The February 2002 issue of our ELCA magazine THE LUTHERAN recommended "Desert Theology," a six-page article, for our Lenten piety. There was a "real absence" of Christ in the piece, I thought. So I dutifully wrote a letter to the editor. I imagine that its chances of getting printed are slim. My colleague in these Thursday Theology endeavors, Robin Morgan, thought it was fit to pass on to you for your own Lenten reflection.
But Robin had one caveat: "Your critique of the article is on target, but you offer no alternate proposal for the malady which the desert theologian sought to address. To wit, today's multi-dimension madness of our over-stuffed agendas that chews us up, leaving no free time for anything except more stuff which generates more chewing. If he wrongly proposed God in the desert as remedy, what's your proposal?" I told her I'd try.
Peace & Joy!
Ed Schroeder
Editor, THE LUTHERAN.
Who's taking care of the store? I'm referring to the "Desert Theology"
article by Kerry S. Walters in your February 2002 number. What he's
proposing is clearly an "other" Gospel. Most obvious is that the Good News
which the NT predicates to the Crucified and Risen Messiah, Walters
predicates to the Desert as where to get it. Is that not "another Gospel?"
Examples:"Through the desert journey we are restored to our original likeness to God -- our TRUE self." "We go to the desert to find the freedom and transformation offered by God." "When we trod -[he must mean "tread"] - on its sacred ground, we reclaim the image of God that we are." "It's from our sojourns in the desert that God's kingdom is built up in us." [For a second opinion check Luther's Small Catechism on the Kingdom of God in the Lord's Prayer.]
Where in this alleged good news of the desert is any "Christ-necessity?" Necessitating Christ is a requirement according to the Lutheran confessions for any proposal claiming to be Christian. That is really no surprise. That's got to be a yardstick for anything appearing in THE LUTHERAN, right?
Yes, Christ, and Luther too, do appear frequently in Walters' text, but the necessity isn't there.
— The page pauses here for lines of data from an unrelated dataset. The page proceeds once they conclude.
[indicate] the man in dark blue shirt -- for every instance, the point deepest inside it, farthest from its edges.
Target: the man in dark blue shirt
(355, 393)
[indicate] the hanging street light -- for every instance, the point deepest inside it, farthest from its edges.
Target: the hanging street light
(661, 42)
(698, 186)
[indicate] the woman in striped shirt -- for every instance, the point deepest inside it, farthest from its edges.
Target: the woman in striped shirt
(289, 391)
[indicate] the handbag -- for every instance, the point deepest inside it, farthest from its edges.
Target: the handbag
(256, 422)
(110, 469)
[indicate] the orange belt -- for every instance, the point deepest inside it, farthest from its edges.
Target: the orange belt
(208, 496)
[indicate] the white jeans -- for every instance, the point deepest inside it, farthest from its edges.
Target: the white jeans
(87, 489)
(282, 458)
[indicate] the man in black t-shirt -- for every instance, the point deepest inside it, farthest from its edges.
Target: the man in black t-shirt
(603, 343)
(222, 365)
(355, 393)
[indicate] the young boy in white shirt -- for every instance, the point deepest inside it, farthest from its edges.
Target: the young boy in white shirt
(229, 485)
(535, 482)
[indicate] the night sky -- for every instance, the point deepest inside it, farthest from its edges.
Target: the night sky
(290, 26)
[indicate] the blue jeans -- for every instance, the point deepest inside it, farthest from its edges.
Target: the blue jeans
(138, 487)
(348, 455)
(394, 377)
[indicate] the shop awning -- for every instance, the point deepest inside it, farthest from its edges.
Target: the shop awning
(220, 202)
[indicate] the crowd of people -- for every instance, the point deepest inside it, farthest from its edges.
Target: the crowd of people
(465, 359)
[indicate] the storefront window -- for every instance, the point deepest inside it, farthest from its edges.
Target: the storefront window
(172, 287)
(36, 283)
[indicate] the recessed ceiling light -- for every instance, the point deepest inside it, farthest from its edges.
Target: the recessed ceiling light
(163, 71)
For the Christ-component of the article, it is "imitatio Christi" [imitating Christ] that is urged upon us. To wit: do as Christ did. Go into the desert for prayer and meditation and be renewed by that experience just as he was. No mention, of course, of the Gospel for First Sunday in Lent. Here the desert is NOT the place where Jesus finds God. On the contrary, the desert is the place of God's absence. God's presence for Jesus, God's beneficial presence, is in the Word of God--plain old Bible passages. He draws on that source to refute the supernatural message coming from The Voice of the desert.
Seems to me that Walters also misreads Luther's comments on Meister Eckhardt, the German desert theologian of the late middle ages. Walters may have some grounds in Eckhardt when he tells us: "The whole point of going to the desert is to meet God firsthand." Or when he urges us to seek "firsthand encounters with the living God." Yet Luther's question here is: on what grounds do you assume that such "firsthand" encounters with God are good news? Surely not for sinners. That's a constant theme in Luther. He found it constant throughout the scriptures. "It is a dreadful thing to fall into the hands--see the face--of the living God."
To claim Luther as support for finding God in the desert? Hardly. Luther called such "firsthand" encounters with God "deus absconditus" [God-hidden] events. What's hidden in all such firsthand encounters is God's mercy. Thus already at Sinai Israel's terror is their rightful response to their own firsthand encounter with God--in the desert. But here again it's the Christ-quotient that Walters doesn't use--and worse still, doesn't need--to make his recommendations. Maybe he doesn't even know the need for it. To wit, that apart from the heat-shield supplied by Christ the mediator, any firsthand encounter with the living God turns sinners into cinders. God as blazing fire is not a mercy metaphor.
And then those several paragraphs in the article about the human self--"false self, everyday self, old self, and how to find one's true self." The entire transaction is Christ-less. The desert does it all.
This desert theology, all six pages of it, is bad news, not good news. It's frightfully close to Niebuhr's old adage about a certain sort of Protestant theology where "a God without wrath, saves humankind without sin, through a Christ without a cross." That's surely not the Christic Good News you want to commend to us readers for our Lenten discipline.
Even so, Peace & Joy!
Ed
An alternative to desert theology for today's multi-dimension madness of our over-stuffed agendas that chews us up.
Our parallel, with lives stuffed wall-to-wall, is its own form of tempting God. Tempting God to catch us as day-in day-out we jump off the pinnacles of our olympic agendas, challenging him to prevent us from going splat! on the pavement below. Eventually we will splatter, since given Gods' design for human fueling, we can't run on empty forever.